The hold that older people have on us seldom lasts forever. Most of us break free at some time and forge our own way.  Partnerships and families are formed. Working years accumulate.

More and more people see us as older people.

There are some perks to joining the older people. If we are lucky enough to advance at work, we have more say and pay. We may even be able to do what we want – if we have the necessary time, health, authority and money, and the blessing of those who are left behind to hold the fort (at home or at work).

Few do, as there is added responsibility too. It always comes as something of a surprise, even when we think we are prepared. Suddenly it’s all up to us: the housing, the feeding, the clothing, the working, the caretaking, the lifelong learning – all of life’s many practicalities. Where are the older people when we need them?

Before we know it, we are truly one of them. In most people’s eyes, if not yet our own.

This blog was inspired by an article in The Times titled “It’s time we saw older people as a blessing and not a problem”. The writer, fiftysomething Janice Turner, had a rude awakening when she realised that she now qualified for the “silver surfer” session at her local swimming pool. The session was open for anyone over 50. The fact that the young cashier unquestioningly took her money, lumping her with the properly ancient, filled her with gloom.

This made her raise her writer’s voice to demand that society should stop stigmatizing the older generation as bed-blockers and asset hoarders and start utilising their talents. Being one of them – the older people – I naturally seconded that thought; only to have second thoughts.

It would be so easy to go along with Janice. It’s not fun when your positions of power start to erode with age. And they do erode in most cases; be they that of familial power, physical power, talent, personal attractiveness, authority over others, money, or a combination of these and more. Even money in the pocket seldom cures all ills, contrary to popular sayings.

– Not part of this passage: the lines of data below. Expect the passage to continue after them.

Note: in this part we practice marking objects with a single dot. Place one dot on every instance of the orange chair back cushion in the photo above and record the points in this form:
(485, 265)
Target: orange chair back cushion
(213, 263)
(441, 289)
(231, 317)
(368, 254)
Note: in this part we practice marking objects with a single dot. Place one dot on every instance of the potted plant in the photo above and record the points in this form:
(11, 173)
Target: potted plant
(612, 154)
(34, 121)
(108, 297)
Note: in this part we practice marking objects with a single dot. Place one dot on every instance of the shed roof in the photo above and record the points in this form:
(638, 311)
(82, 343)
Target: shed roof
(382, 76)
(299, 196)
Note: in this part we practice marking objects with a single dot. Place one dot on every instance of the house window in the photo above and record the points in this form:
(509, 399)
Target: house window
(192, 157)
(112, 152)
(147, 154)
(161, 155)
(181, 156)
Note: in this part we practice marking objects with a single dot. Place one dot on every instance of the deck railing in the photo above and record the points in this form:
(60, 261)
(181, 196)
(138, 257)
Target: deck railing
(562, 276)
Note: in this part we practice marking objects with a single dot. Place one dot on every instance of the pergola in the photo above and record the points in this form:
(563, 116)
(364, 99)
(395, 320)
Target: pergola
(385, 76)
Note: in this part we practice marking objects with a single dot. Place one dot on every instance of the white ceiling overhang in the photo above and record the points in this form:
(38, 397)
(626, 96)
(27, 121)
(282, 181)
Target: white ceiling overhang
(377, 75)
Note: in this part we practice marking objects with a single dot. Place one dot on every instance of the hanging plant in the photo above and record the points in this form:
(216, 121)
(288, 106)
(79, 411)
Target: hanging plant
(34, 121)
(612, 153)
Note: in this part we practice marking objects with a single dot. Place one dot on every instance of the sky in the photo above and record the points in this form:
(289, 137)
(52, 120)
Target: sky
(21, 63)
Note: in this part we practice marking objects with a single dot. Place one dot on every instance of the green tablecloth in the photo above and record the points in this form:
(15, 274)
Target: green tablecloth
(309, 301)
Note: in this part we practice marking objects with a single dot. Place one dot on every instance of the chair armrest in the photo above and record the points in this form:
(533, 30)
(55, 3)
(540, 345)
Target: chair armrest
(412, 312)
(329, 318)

Suddenly you may find that you’re the only boat out there in the cold; alone in your slot.


From day one we have a love-hate relationship with older people. We love their care and concern, but we feel helpless and resentful in the face of their power over the simplest things, starting with food and rest.

We learn by example. Sadly not only by the example set by our own parents, but by that set by ourselves and everyone around us. Few of us manage to grow up without ever experiencing resentment against the hold older people have on us.

Ageism is deep in most cultures. It’s not too late to start preaching against it at fiftysomething. But it would be much more believable and effective, if we had our awakenings earlier. When we are not yet pleading our own case.

We all struggle forward on life’s bumpy road as best we can. Although the past may weigh on some of us, and the future may cause concern for others, today consumes most of our time. Our daily concerns are foremost in our mind.

Sometimes they include the care of ageing family and friends. For a fleeting moment we see ourselves in the same position in future years. There is seldom time for deeper contemplation of ageism, however. We have our own life to live, and there are so many other pressing “isms” to fight.

So here I am. I have always been one of the older people to someone. Now I am it to most. Like Janice Turner, I recognise that my age has begun to make people slot me in categories that I find offensive. I may be old, but I’m not that old.

There I go. Just listen to me – and Janice Turner. If we find it offensive that we are  considered elderly, and argue that those in their fifties, sixties and seventies should still be considered useful, what does it say about us?

If we feel the need to shout “that’s not us, that’s someone else”, we are typical ageists.

It seems ageism is something we are born to. There will always be older people. How we treat them is not about age. It’s about us. If we don’t take time to really know and appreciate people, be they older or younger, why should we expect others to do so.

So Janice, when you start worrying about people truly older than you; the ones in the group you are not ready to be identified with yet – the not so useful citizens – that’s when the fight against ageism starts.

As so many things do, it starts at home.

While I wish you all a Happy Year 2018, I invite you to join me in my New Year’s resolution. I am going to take the time to get to know and appreciate a few more people, both older and younger.